2 Word Classes

Today, we are looking at the concept of words and word classes. Our aim is to provide some first evidence for common and inherently quantitative statements about language. For example, we might say that one word is “more common” than another or one word class has more members than another. Below we will start by by looking at word classes and we will try to provide evidence for a very simple hypothesis: There are closed word classes with a limited amount of members and open word classes with significantly more members.

2.1 Parts of speech

2.1.1 Recap: Open and Closed Word Classes

The idea of open and closed word classes is the first we can quantify very easily with the help of corpus data. As opposed to a closed word class, an open word class should have a lot more members. Let’s first recap what types of word classes we know.

Open word classes
  • Nouns: time, book, love, kind
  • Verbs: find, try, look, consider
  • Adjectives: green, high, nice, considerate
  • Adverbs: really, nicely, well
Closed word classes
  • Pronouns: I, you, she, they, mine, …
  • Determiners: the, a(n), this, that, some, any, no, …
  • Prepositions: to, in, at, behind, after, …
  • Conjunctions: and, or, so, that, because, …
Lexical vs. Function word
  • Auxiliary verbs: be, have, (get, keep)
  • Lexical verbs: eat, sleep, repeat, …

Open word classes are commonly subject to word formation processes like derivation and compounding. Loanwords are also almost always from open word classes.

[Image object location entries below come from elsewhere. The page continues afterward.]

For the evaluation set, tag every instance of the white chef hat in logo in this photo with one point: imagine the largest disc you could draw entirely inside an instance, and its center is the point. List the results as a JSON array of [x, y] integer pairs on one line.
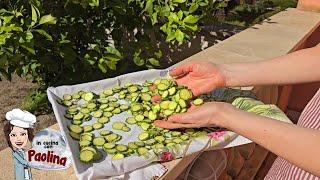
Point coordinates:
[[20, 118]]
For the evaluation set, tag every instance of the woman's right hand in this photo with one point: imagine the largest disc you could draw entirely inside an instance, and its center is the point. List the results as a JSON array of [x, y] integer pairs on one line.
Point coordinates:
[[200, 77]]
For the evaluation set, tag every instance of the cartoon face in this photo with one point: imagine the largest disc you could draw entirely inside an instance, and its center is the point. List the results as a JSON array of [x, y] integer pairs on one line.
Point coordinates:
[[18, 137]]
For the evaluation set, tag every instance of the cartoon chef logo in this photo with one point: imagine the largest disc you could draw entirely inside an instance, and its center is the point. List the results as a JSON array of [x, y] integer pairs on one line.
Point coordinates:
[[46, 150], [19, 134]]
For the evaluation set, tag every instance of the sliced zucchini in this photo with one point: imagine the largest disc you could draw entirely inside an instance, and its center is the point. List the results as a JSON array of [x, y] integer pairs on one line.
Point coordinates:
[[198, 102], [143, 136], [103, 120], [88, 96], [117, 156], [121, 148], [97, 114], [105, 132], [142, 151], [109, 145], [131, 120], [75, 128], [87, 128], [125, 129], [98, 141], [118, 125], [97, 126]]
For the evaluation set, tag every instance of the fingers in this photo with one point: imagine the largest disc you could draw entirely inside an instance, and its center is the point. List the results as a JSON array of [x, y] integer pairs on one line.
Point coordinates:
[[191, 108], [181, 70], [185, 118], [172, 125]]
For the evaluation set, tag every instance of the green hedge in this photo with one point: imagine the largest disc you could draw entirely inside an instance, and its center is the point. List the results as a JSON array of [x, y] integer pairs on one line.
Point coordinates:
[[56, 42]]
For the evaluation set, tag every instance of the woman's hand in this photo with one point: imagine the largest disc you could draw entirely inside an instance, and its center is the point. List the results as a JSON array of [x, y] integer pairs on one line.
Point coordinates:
[[201, 76], [206, 115]]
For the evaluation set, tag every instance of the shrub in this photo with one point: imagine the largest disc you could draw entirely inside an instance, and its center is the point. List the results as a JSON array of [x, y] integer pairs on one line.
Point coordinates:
[[71, 41]]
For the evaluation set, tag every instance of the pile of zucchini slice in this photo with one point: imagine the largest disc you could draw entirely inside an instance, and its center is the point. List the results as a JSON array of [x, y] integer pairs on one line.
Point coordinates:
[[145, 103]]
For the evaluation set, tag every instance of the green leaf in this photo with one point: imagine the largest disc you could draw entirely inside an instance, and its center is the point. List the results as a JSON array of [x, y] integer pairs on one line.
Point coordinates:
[[111, 65], [180, 15], [94, 3], [171, 36], [102, 68], [3, 61], [204, 3], [68, 54], [137, 59], [154, 19], [158, 54], [193, 8], [34, 15], [5, 74], [179, 35], [154, 61], [173, 17], [3, 38], [112, 57], [193, 27], [28, 48], [191, 19], [44, 33], [164, 28], [112, 50], [29, 36], [7, 19], [149, 7], [48, 19]]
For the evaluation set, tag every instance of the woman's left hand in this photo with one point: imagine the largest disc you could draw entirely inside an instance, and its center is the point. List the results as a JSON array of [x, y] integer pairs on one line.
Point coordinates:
[[206, 115]]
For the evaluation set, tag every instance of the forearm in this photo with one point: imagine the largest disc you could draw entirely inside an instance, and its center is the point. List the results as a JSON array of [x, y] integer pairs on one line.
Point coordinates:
[[298, 67], [298, 145]]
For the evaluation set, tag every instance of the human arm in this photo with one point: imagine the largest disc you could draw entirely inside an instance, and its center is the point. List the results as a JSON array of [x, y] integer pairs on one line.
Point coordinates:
[[309, 5], [298, 145]]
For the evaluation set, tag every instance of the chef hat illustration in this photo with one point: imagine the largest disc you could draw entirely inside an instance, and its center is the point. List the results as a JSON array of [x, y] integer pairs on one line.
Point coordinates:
[[20, 118]]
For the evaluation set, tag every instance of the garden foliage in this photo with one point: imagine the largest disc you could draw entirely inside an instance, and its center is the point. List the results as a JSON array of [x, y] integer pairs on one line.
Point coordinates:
[[56, 42]]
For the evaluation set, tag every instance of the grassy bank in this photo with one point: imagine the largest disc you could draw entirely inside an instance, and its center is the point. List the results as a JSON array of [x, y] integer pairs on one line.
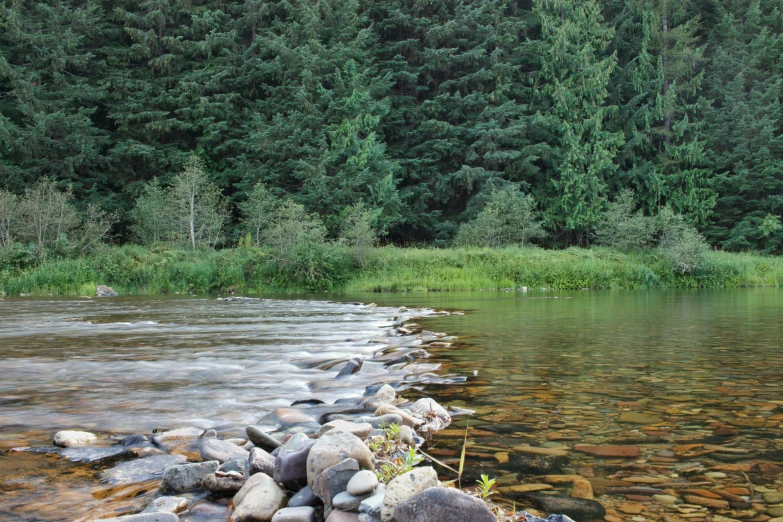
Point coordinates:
[[138, 270]]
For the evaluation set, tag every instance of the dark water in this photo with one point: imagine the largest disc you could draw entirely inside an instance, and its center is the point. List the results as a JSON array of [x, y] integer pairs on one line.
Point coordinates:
[[553, 370]]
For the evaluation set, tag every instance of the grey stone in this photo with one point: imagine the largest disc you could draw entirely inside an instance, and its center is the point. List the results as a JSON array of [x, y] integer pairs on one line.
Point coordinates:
[[258, 500], [406, 486], [575, 508], [167, 505], [186, 477], [360, 429], [71, 439], [223, 486], [261, 462], [334, 480], [295, 514], [443, 505], [141, 470], [144, 517], [304, 497], [362, 483], [261, 438], [334, 447], [93, 454], [222, 450], [291, 461]]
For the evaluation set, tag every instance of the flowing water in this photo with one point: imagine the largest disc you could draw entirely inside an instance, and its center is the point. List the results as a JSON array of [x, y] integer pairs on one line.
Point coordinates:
[[660, 370]]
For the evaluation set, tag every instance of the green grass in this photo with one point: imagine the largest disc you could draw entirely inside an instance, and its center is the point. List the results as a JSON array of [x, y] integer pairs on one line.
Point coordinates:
[[139, 270]]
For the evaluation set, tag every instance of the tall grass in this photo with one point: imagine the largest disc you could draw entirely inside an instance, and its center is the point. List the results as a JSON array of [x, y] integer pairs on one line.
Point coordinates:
[[139, 270]]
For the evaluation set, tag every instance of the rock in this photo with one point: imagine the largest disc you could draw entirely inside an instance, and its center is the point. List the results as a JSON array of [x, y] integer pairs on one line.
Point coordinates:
[[334, 480], [261, 439], [93, 454], [141, 470], [224, 486], [105, 291], [222, 451], [186, 477], [435, 417], [295, 514], [258, 500], [443, 505], [608, 451], [144, 517], [71, 439], [304, 497], [291, 462], [407, 419], [351, 367], [575, 508], [342, 516], [360, 429], [334, 447], [631, 417], [362, 483], [404, 487], [261, 462], [167, 505], [382, 421]]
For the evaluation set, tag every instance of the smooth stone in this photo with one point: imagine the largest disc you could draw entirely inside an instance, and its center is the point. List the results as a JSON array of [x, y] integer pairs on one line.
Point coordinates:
[[362, 483], [575, 508], [77, 454], [71, 439], [291, 461], [167, 505], [186, 477], [105, 291], [334, 447], [304, 497], [261, 438], [406, 486], [261, 462], [342, 516], [361, 430], [222, 451], [295, 514], [382, 421], [334, 480], [222, 486], [141, 470], [144, 517], [346, 502], [258, 500], [443, 505]]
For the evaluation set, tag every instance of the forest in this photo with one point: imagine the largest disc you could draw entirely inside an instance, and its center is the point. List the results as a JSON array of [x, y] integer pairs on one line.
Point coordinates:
[[418, 113]]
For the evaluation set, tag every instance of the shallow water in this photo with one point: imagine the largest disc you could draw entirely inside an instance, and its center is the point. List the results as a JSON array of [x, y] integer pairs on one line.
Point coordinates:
[[554, 369]]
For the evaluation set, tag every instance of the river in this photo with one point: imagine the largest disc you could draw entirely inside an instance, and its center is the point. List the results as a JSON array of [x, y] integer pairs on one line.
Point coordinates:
[[654, 369]]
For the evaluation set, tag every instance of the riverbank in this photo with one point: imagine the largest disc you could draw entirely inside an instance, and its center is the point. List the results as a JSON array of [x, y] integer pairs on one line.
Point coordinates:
[[132, 269]]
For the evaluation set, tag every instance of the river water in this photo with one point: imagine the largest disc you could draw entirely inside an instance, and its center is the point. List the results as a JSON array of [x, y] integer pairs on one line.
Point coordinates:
[[654, 369]]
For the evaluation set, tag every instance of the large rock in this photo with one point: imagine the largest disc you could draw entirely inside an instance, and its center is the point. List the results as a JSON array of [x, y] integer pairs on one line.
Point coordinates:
[[186, 477], [291, 461], [222, 451], [261, 438], [360, 429], [258, 500], [167, 505], [443, 505], [295, 514], [406, 486], [72, 439], [576, 508], [261, 462], [334, 447], [144, 517]]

It is unlikely (though not impossible) for a closed word class to gain new members. One rather recent addition to the class of pronouns might be considered singular they.

  1. Each member (…) found something they could improve on in the future. (OED Online 2022: they, 2014 Dalby (Queensland) Herald (Nexis))

However, the first written accounts go back as far as the late 13th century (OED Online 2022: they 2.a.). Members of closed word classes are also mostly invariant, i.e. they do not inflect. None of these properties are logically necessary. You could imagine inflecting pronouns, or different types. Some languages have a dual in addition to singular and plural (e.g. Classical Arabic), or a distinction between inclusive and exclusive we (several Polynesian languages). Yet the class of pronouns has remaind rather fixed.

2.1.2 PoS-Tags

Figuring out the word class of each word is done with Part-of-speech taggers. Tools like the Tree Tagger (Schmid & Küchenhoff 2013) can determine word classes with an accuracy of around 95% (Horsmann, Erbs & Zesch 2015). Even though this is good enough for most purposes, you have to bear in mind that automatic annotation is error prone and can cause some spurious patterns that have to be accounted for. We will encounter such cases in future sections.

PoS-tags
  • annotation for word class available in most corpora
  • automated

2.2 Types and Tokens

2.2.1 Word boundaries

We have to make a first technical distinction at this point. We need to decide what we count as a word. In linguistic corpora, text is broken up into tokens. The simplest definition of token is the following:

Token
  • character sequences broken up by spaces and punctuation.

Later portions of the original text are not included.